A total of 7,437 patients in 48 countries were randomised 1:1 to oral finerenone (10 or 20 mg) or placebo once-daily. The average age was 64.1 years and 69.4% were men. The primary endpoint was a cardiovascular composite of time to cardiovascular death, nonfatal myocardial infarction, nonfatal stroke or hospitalisation for heart failure.
During a median follow-up of 3.4 years, the primary endpoint occurred in 458 (12.4%) and 519 (14.2%) patients in the finerenone and placebo groups, respectively. The relative risk of this endpoint was significantly reduced by 13% with finerenone versus placebo (hazard ratio [HR] 0.87; 95% confidence interval [CI] 0.76–0.98; p=0.03). The observed cardiovascular benefit was largely driven by a 29% reduction in hospitalisation for heart failure.

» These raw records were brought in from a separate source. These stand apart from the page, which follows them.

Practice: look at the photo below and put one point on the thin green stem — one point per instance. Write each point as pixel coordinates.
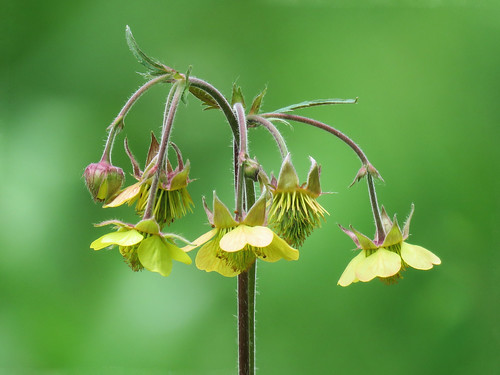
(168, 120)
(243, 146)
(321, 125)
(280, 141)
(245, 306)
(106, 154)
(243, 325)
(117, 124)
(375, 209)
(228, 113)
(221, 101)
(356, 149)
(252, 281)
(136, 95)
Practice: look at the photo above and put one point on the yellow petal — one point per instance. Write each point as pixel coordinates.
(382, 263)
(418, 257)
(242, 235)
(123, 238)
(349, 274)
(200, 240)
(276, 250)
(207, 260)
(126, 195)
(155, 256)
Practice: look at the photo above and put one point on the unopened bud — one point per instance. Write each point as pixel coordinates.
(103, 180)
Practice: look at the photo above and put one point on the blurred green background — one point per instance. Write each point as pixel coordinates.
(427, 74)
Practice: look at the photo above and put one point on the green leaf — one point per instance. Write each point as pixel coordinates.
(237, 96)
(313, 103)
(257, 102)
(205, 98)
(154, 67)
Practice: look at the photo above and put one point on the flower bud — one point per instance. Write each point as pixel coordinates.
(251, 169)
(103, 180)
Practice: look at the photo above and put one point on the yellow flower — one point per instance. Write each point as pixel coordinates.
(294, 211)
(230, 248)
(172, 198)
(387, 257)
(143, 246)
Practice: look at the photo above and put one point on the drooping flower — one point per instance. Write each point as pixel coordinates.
(385, 258)
(172, 198)
(231, 247)
(103, 180)
(295, 211)
(143, 246)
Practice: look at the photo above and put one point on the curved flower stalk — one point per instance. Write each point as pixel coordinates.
(294, 211)
(172, 200)
(388, 256)
(143, 246)
(231, 247)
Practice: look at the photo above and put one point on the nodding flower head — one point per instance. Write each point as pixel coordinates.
(231, 247)
(386, 257)
(143, 246)
(103, 180)
(172, 198)
(295, 211)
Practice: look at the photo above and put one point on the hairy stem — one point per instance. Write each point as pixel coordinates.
(136, 95)
(168, 120)
(325, 127)
(228, 113)
(221, 101)
(243, 145)
(380, 233)
(117, 124)
(280, 141)
(355, 148)
(243, 325)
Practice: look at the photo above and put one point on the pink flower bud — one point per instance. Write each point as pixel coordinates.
(103, 180)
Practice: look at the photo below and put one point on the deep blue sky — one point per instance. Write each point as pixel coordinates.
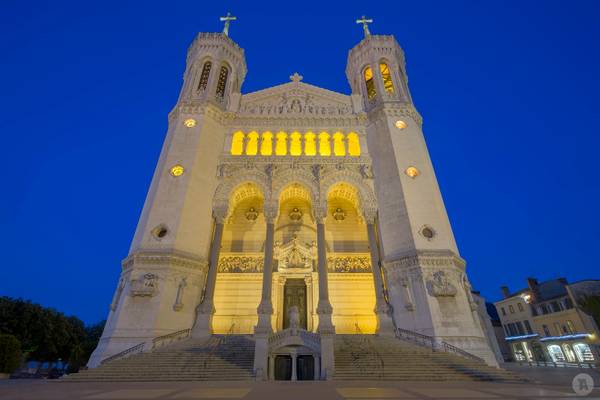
(509, 92)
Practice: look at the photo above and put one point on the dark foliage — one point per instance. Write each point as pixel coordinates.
(10, 354)
(591, 306)
(46, 334)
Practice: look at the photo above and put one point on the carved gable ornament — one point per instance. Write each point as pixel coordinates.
(296, 99)
(145, 286)
(440, 286)
(295, 256)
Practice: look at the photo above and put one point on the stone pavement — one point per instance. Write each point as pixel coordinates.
(307, 390)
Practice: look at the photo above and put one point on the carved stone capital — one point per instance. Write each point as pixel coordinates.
(270, 210)
(220, 213)
(265, 307)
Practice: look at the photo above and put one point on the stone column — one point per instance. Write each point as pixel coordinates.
(206, 309)
(265, 309)
(385, 325)
(294, 367)
(324, 310)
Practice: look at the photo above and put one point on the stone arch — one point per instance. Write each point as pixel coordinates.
(368, 202)
(282, 179)
(229, 185)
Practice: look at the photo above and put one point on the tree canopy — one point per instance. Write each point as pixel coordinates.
(47, 334)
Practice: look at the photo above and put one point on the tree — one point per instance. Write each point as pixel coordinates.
(591, 306)
(10, 354)
(46, 334)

The key secondary outcome was a composite of kidney failure, sustained decrease in estimated glomerular filtration rate (eGFR) by 40% or more from baseline, or renal death.

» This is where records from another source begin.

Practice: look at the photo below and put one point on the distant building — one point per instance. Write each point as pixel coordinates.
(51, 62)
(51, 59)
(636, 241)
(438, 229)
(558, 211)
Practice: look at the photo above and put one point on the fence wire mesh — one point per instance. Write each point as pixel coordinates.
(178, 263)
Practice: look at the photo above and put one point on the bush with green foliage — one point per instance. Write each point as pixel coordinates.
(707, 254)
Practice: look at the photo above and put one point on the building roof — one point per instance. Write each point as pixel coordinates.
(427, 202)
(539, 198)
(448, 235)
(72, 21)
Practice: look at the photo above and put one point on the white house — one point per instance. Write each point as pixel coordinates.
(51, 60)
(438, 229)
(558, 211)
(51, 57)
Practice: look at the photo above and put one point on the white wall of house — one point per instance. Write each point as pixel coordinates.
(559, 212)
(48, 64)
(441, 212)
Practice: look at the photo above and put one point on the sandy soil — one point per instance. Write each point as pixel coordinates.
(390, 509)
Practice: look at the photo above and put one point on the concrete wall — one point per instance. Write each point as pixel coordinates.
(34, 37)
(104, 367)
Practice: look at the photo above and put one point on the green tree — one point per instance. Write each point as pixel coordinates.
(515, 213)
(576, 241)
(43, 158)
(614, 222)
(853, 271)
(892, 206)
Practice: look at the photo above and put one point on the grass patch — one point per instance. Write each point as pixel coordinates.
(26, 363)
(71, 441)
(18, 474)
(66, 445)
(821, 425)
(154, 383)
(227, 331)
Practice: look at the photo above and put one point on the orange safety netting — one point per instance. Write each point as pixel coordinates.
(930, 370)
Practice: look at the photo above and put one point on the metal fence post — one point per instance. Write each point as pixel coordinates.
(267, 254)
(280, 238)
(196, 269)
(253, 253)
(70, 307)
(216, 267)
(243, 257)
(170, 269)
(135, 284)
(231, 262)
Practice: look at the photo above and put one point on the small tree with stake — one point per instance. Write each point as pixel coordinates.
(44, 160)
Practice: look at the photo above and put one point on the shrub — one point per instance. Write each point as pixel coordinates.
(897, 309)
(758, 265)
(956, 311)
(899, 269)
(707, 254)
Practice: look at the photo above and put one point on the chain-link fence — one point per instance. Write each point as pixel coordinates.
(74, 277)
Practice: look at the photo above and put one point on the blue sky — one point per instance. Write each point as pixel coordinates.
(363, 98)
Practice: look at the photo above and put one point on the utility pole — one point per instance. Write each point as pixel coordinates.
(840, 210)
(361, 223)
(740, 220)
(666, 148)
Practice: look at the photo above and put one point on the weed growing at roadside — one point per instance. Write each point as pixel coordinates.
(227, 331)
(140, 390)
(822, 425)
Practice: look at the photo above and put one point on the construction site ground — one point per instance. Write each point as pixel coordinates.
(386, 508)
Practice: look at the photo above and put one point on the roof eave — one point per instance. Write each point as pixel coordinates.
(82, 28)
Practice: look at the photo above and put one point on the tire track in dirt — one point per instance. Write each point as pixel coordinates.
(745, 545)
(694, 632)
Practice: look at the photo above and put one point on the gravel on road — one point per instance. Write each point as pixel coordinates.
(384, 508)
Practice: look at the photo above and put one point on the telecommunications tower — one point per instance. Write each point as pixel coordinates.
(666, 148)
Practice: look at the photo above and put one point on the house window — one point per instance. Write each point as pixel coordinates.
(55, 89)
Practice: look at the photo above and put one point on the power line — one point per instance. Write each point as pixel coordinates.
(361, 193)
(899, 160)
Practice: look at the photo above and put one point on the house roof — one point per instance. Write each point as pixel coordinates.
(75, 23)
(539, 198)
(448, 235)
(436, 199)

This endpoint occurred in 350 (9.5%) and 395 (10.8%) patients in the finerenone and placebo groups, respectively (HR 0.87; 95% CI 0.76–1.01; p=0.07).
Regarding other secondary outcomes, the composite of kidney failure, sustained decrease in eGFR by 57% or more from baseline, or renal death occurred in 108 (2.9%) and 139 (3.8%) patients in the finerenone and placebo groups, respectively (HR 0.77; 95% CI 0.60–0.99). End-stage kidney disease occurred in 32 (0.9%) and 49 (1.3%) patients in the finerenone and placebo groups, respectively (HR 0.64; 95% CI 0.41–
Regarding safety, the overall frequency of adverse events did not differ between groups. Hyperkalaemia was increased with finerenone (10.8%) compared to placebo (5.3%), but subsequent discontinuation of study drug was low (1.2% with finerenone versus 0.4% with placebo).
Study author Professor Bertram Pitt of the University of Michingan, Ann Arbor, US saif : Finerone improved cardiovascular outcomes in patients with mild-to-moderate kidney disease and type 2 diabetes treated with optimised RAS blockade and with well-controlled blood pressure and diabetes. The benefits of finerenone were consistent across eGFR and urine albumin-to-creatinine ratio (UACR) categories. Together with FIDELIO-DKD, the results support the use of finerenone to improve cardiorenal outcomes across the spectrum of kidney disease and type 2 diabetes."